3. The thing Romney had decided to run on- the economy is not getting better fast enough, and I have the experience and skill to fix it, has been methodically targeted by the Obama campaign. Though marginally out-raised, the Obama campaign is never going to be poor, and they’re very, very smart. As the Bush folks showed in 2004, if your opponent has a viable edge (in Kerry’s case, his status as a war hero) against you, you target it and destroy it. Of course, Romney helped the attack by his own ineptness in the face of it, just as Kerry did in 2004.

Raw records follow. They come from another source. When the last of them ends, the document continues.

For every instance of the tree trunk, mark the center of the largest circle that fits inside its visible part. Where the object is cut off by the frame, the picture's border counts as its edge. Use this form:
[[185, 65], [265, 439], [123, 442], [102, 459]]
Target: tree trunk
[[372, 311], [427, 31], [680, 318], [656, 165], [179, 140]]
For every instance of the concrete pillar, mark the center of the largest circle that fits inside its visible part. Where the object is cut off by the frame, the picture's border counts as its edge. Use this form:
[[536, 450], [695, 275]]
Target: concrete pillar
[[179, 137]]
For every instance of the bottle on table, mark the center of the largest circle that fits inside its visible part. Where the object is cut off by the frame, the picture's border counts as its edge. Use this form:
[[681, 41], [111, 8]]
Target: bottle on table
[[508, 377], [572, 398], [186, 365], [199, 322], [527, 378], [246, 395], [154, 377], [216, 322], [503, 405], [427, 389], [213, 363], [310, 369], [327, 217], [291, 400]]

The key question, of course, is: can the Ryan pick help to turn this around? It’s certainly interesting. Nate Silver reads it as the act of someone who knows he’s in the losing position and wants to shake things up. I tend to agree. While Obama’s number’s will certainly come down from their current peak, he’s been consistently ahead for the past four months. In fact, he’s generally matching his pace from 2008:

As you can see, Romney has been generally outpacing McCain’s track in June and July, but, unlike McCain, has never had leads or ties with Obama over the four month period. The comparisson with 2004 is equally interesting. Obama has been doing much better than either Bush or Kerry were in the same period in 2004, while Romney has generally been running right between Bush and Kerry’s trendlines (and they, of course, consistently traded the lead throughout the same four months, while Obama, let us again note, has had the lead Every.Single.Day.):

While I wouldn’t totally discount the 332 electoral vote scenario, it is of course likely to come down. But on this front, Obama is still on very solid ground. Of the states he carried in 2008, Indiana has switched back, and North Carolina looks like it has too. But he’s in the lead in all the other swing states, and even if you just restrict the map to states where he has a lead of 3% or more, it looks like this:

So, Romney knew he was losing. In response, he made a bold choice. It has several things going for it: It decreases his gooniness by adding someone young and dynamic. And it brings in a darling of the Tea Party and fiscal conservatives, which should certainly help with turning out the base. It probably doesn’t put Wisconsin in play- most studies show that a VP helps in their home state, but only by 1-2%, and Wisconsin is currently averaging +5.4% Obama. And, while it may signal that Romney is going for an issues-richer campaign than either candidate has been running so far, I’m not sure it puts him on the right side of the issues. As an article in Salon observed yesterday, choosing Ryan means choosing a brand of fiscal conservatism that feeds right into the populist narrative Obama has built against Romney. Only now, having choosen a running mate who actually does want to fundamentally restructure Medicare, Medicaid and Social Security as we know it, Romney can’t say, “he’s exaggerating” in response to Obama’s attacks.

Still, I’m glad we finally have some real news! I look forward to following (and analyzing) the twists and turns from here.